In our large commercial incubators, we normally hatch 70-75% of all eggs set. There is a box charge of $5.00 for every 20 eggs ordered and postage for 20 eggs is $7.00 – $11.00. The minimum charge for the eggs is $24.00. We do not sell goose hatching eggs as they are difficult to ship and do not hatch as well as duck eggs.
Following are the conditions recommended for incubation and hatching:
|Day 1 – 25||Day 26 – 28|
|Turns Per Day||3 – 7|
If your incubator does not have a fan, measure the temperature half way up the side of the egg. Without a fan, the warm air rises and you will get a false reading if you place your thermometer on top of the eggs.
The humidity reading is by wet bulb. You can make your own wet bulb by placing the end of a short, hollow shoestring over the end of a thermometer. Place the other end in a container of water and put it all in the incubator. As the water evaporates from the cloth, the thermometer is cooled. If the air is very dry, much water evaporates from the cloth, cooling the thermometer. If the air is very humid, less evaporates which cools the thermometer less and a higher temperature is recorded. You can adjust the humidity by increasing the amount of water in the incubator or reducing ventilation.
Turning is most critical the first week of incubation. The more often you do it, the better. Commercial incubators do it every hour. If you do not have an automatic turner, it is important you turn the eggs an odd number of times each day. This is important so you do not leave the eggs in the same position each night which is the longest period of time they go without turning each day. Just draw a line on the eggs. When you turn the eggs, the line should either be on the top or the bottom of the egg. Most eggs are incubated on their sides in small incubators. If they are raised at all, it is important that the large end with the air sac be up.
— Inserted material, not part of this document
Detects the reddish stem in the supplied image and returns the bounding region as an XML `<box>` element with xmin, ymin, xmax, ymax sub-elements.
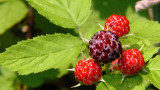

Sometimes a regime of cooling and spraying duck and goose eggs results in better hatchability. Start after about 10 days of incubation. Open the incubator or remove the eggs so they cool. If you have an infrared temperature gun, cool the eggs until the shell surface reaches 86 degrees. If you do not have a way to accurately read the temperature, hold the egg to your eyelid. If it feels warm it needs more cooling, if it feels neutral you are done cooling, if it feels cool you have cooled too long. Then you can spray the eggs with room temperature water and return them to the incubator. The incubator should be able to warm up in about the same amount of time it took to cool the eggs. Do not spray and cool after day 25. The actual consequences of spraying is interesting. One consequence is it changes the membrane of the egg so a greater percentage of moisture is lost during incubation. Ideally a duck egg loses about 13% of its weight between the time it is laid and day 25 of incubation. Losing significantly more or less than this reduces hatchability.